Increase in trading terms to hurt Coles: Luscombe
Woolworths Chief Executive Michael Luscombe, fresh from announcing another strong sales result, has suggested that a change in the trading terms offered to suppliers of Coles could hurt their rival.
Coles reportedly increased trading rebates by four per cent earlier this year without offering suppliers any benefits beyond maintaining their shelf space. The chain said the savings would be passed onto their customers but a number of suppliers were agitated by the move, according to reports.
“Significant suppliers have signified to us that they’re not very happy, they are not going to comply and they’re looking to work with us to grow their business within our supermarkets,” Mr Luscombe said on Friday, according to The Age.

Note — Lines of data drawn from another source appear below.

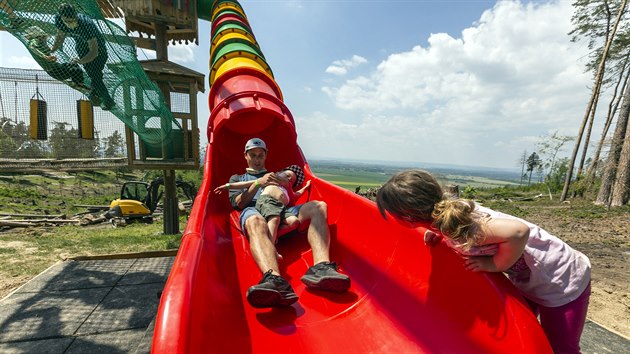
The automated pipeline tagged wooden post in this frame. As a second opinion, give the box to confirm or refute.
[155,23,179,235]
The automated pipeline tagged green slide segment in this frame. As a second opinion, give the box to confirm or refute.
[0,0,181,144]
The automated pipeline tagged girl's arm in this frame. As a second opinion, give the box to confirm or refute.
[464,219,529,272]
[214,180,258,194]
[287,179,311,205]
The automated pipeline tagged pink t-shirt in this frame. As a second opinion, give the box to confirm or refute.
[446,205,591,307]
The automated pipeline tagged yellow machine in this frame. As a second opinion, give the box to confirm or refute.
[105,178,197,227]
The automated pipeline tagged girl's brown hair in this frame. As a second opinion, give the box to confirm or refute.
[431,199,483,249]
[376,169,443,221]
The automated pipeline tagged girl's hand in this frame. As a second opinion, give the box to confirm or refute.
[258,172,286,187]
[424,230,442,247]
[464,256,498,272]
[214,183,230,194]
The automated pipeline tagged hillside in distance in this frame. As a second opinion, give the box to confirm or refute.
[309,159,520,190]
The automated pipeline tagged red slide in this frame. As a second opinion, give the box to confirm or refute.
[152,0,551,354]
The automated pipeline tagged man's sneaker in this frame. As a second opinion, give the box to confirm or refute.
[301,262,350,293]
[247,269,298,308]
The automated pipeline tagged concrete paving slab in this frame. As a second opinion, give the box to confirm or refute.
[76,283,164,335]
[118,257,175,285]
[63,329,145,354]
[580,320,630,354]
[0,288,110,342]
[18,259,136,292]
[0,337,74,354]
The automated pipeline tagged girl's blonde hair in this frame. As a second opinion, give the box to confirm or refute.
[376,169,443,221]
[431,199,484,250]
[376,169,484,249]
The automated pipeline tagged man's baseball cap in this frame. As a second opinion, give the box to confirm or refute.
[245,138,267,152]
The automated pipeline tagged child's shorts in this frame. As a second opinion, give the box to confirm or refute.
[239,196,304,236]
[256,194,293,221]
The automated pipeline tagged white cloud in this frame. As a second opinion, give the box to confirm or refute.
[326,54,367,76]
[316,1,590,167]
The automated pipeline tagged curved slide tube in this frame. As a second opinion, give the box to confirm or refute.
[152,0,551,354]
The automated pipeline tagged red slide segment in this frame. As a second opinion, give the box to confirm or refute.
[152,0,551,354]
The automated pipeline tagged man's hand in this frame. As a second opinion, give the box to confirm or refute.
[424,230,442,247]
[464,256,498,272]
[258,172,282,187]
[214,183,230,194]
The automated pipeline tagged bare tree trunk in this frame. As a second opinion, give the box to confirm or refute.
[610,117,630,206]
[577,85,601,176]
[560,0,628,202]
[595,85,630,205]
[587,60,630,183]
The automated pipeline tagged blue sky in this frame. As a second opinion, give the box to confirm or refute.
[0,0,601,168]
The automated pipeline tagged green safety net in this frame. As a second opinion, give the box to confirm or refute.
[0,0,182,145]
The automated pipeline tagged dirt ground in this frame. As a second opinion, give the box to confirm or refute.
[521,204,630,338]
[0,199,630,338]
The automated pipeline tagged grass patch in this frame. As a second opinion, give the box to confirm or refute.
[0,223,185,277]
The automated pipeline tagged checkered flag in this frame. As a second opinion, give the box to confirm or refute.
[285,165,306,187]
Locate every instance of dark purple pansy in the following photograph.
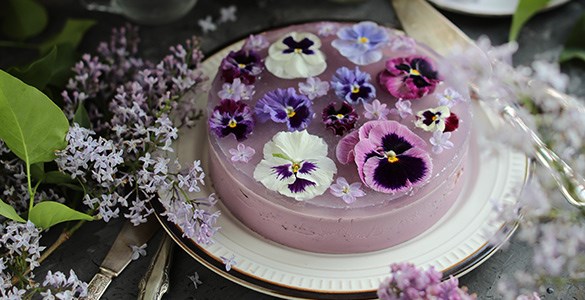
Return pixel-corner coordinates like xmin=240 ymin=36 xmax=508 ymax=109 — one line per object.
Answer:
xmin=255 ymin=88 xmax=313 ymax=131
xmin=220 ymin=49 xmax=264 ymax=84
xmin=209 ymin=99 xmax=254 ymax=141
xmin=337 ymin=121 xmax=432 ymax=193
xmin=322 ymin=101 xmax=358 ymax=135
xmin=378 ymin=56 xmax=440 ymax=99
xmin=331 ymin=67 xmax=376 ymax=105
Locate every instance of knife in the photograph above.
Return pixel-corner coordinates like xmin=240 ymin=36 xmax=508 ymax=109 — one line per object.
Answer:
xmin=392 ymin=0 xmax=585 ymax=208
xmin=85 ymin=217 xmax=159 ymax=300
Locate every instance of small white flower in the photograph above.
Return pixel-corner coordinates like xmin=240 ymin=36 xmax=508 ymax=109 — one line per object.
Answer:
xmin=390 ymin=100 xmax=412 ymax=119
xmin=217 ymin=78 xmax=256 ymax=101
xmin=197 ymin=16 xmax=217 ymax=33
xmin=429 ymin=130 xmax=453 ymax=154
xmin=229 ymin=143 xmax=256 ymax=163
xmin=299 ymin=77 xmax=329 ymax=100
xmin=435 ymin=87 xmax=467 ymax=107
xmin=217 ymin=5 xmax=238 ymax=23
xmin=130 ymin=243 xmax=146 ymax=260
xmin=364 ymin=99 xmax=390 ymax=120
xmin=329 ymin=177 xmax=366 ymax=204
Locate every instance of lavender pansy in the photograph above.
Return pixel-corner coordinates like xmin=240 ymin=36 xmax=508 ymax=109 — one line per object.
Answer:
xmin=378 ymin=56 xmax=440 ymax=99
xmin=254 ymin=130 xmax=337 ymax=201
xmin=217 ymin=78 xmax=255 ymax=101
xmin=364 ymin=99 xmax=390 ymax=120
xmin=331 ymin=67 xmax=376 ymax=105
xmin=299 ymin=77 xmax=329 ymax=100
xmin=331 ymin=21 xmax=388 ymax=65
xmin=266 ymin=32 xmax=327 ymax=79
xmin=322 ymin=102 xmax=359 ymax=135
xmin=329 ymin=177 xmax=366 ymax=204
xmin=336 ymin=121 xmax=432 ymax=193
xmin=255 ymin=88 xmax=313 ymax=131
xmin=220 ymin=49 xmax=264 ymax=84
xmin=209 ymin=99 xmax=254 ymax=141
xmin=414 ymin=106 xmax=459 ymax=132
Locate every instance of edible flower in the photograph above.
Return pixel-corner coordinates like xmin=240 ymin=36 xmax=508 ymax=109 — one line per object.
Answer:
xmin=331 ymin=67 xmax=376 ymax=105
xmin=220 ymin=49 xmax=264 ymax=84
xmin=414 ymin=106 xmax=459 ymax=132
xmin=254 ymin=130 xmax=337 ymax=201
xmin=322 ymin=102 xmax=359 ymax=136
xmin=266 ymin=32 xmax=327 ymax=79
xmin=331 ymin=21 xmax=388 ymax=66
xmin=255 ymin=88 xmax=313 ymax=131
xmin=378 ymin=56 xmax=440 ymax=99
xmin=336 ymin=121 xmax=432 ymax=194
xmin=209 ymin=99 xmax=254 ymax=141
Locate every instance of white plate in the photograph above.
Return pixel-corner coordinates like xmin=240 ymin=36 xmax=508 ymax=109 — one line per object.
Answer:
xmin=154 ymin=38 xmax=529 ymax=299
xmin=429 ymin=0 xmax=570 ymax=16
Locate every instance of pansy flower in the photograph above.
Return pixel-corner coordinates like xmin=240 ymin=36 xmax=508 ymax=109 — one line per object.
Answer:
xmin=254 ymin=130 xmax=337 ymax=201
xmin=266 ymin=32 xmax=327 ymax=79
xmin=337 ymin=121 xmax=432 ymax=193
xmin=331 ymin=67 xmax=376 ymax=105
xmin=255 ymin=88 xmax=313 ymax=131
xmin=220 ymin=49 xmax=264 ymax=84
xmin=378 ymin=56 xmax=440 ymax=99
xmin=414 ymin=106 xmax=459 ymax=132
xmin=322 ymin=102 xmax=358 ymax=135
xmin=209 ymin=99 xmax=254 ymax=141
xmin=331 ymin=21 xmax=388 ymax=65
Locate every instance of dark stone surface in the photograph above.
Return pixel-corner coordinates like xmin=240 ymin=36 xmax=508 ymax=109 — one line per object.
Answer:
xmin=6 ymin=0 xmax=585 ymax=299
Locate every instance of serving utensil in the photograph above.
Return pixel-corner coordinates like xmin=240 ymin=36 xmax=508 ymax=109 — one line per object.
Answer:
xmin=392 ymin=0 xmax=585 ymax=208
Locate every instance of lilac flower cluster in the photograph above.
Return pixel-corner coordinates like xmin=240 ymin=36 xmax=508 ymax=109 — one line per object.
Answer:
xmin=377 ymin=263 xmax=476 ymax=300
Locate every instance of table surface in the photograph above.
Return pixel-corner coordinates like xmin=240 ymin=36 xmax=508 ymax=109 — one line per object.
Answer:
xmin=8 ymin=0 xmax=585 ymax=299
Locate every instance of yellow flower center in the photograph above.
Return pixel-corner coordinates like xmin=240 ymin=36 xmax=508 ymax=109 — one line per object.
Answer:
xmin=386 ymin=150 xmax=398 ymax=163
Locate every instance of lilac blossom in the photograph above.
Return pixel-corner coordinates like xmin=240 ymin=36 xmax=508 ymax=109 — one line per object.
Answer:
xmin=331 ymin=21 xmax=388 ymax=65
xmin=390 ymin=100 xmax=412 ymax=119
xmin=331 ymin=67 xmax=376 ymax=105
xmin=364 ymin=99 xmax=390 ymax=120
xmin=217 ymin=78 xmax=255 ymax=101
xmin=329 ymin=177 xmax=366 ymax=204
xmin=254 ymin=88 xmax=313 ymax=131
xmin=299 ymin=77 xmax=329 ymax=100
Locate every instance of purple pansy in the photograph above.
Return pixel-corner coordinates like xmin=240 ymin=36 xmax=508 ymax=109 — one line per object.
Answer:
xmin=209 ymin=99 xmax=254 ymax=141
xmin=337 ymin=121 xmax=432 ymax=193
xmin=322 ymin=102 xmax=358 ymax=135
xmin=378 ymin=56 xmax=440 ymax=99
xmin=255 ymin=88 xmax=313 ymax=131
xmin=331 ymin=21 xmax=388 ymax=65
xmin=254 ymin=130 xmax=337 ymax=201
xmin=220 ymin=49 xmax=264 ymax=84
xmin=331 ymin=67 xmax=376 ymax=105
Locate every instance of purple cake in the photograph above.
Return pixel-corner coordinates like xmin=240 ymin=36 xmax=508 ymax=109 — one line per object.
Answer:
xmin=208 ymin=22 xmax=472 ymax=253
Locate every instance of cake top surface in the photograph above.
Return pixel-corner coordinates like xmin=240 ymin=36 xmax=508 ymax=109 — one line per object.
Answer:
xmin=208 ymin=21 xmax=471 ymax=208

Arnott’s could be one of the companies referred to, given reports at the time of the Coles move suggested Australia’s dominant player in the biscuit sector had shifted all of their promotional spend to Woolworths.
Mr Luscombe indicated that Woolworths, too, were looking to reduce the costs of the goods they sell but believed they could come to a more appropriate compromise with their suppliers.
“We always seek to negotiate really well on behalf of our customers to get the price we can for our customers, but we also recognise that you need to have those negotiations in a win-win situation where, if we ask for something, we give something in return,” he claimed.
Strong supermarket sales
Woolworths last week announced third quarter comparable store sales for their food and liquor division rose by an Easter adjusted 8.8 per cent, as consumers seemingly chose to reduce their spend at restaurants and eat at home more often. Given their ability to overcome deteriorating economic conditions thus far, Australia’s largest supermarket chain believes they can maintain growth in the upper single digits for the rest of the year.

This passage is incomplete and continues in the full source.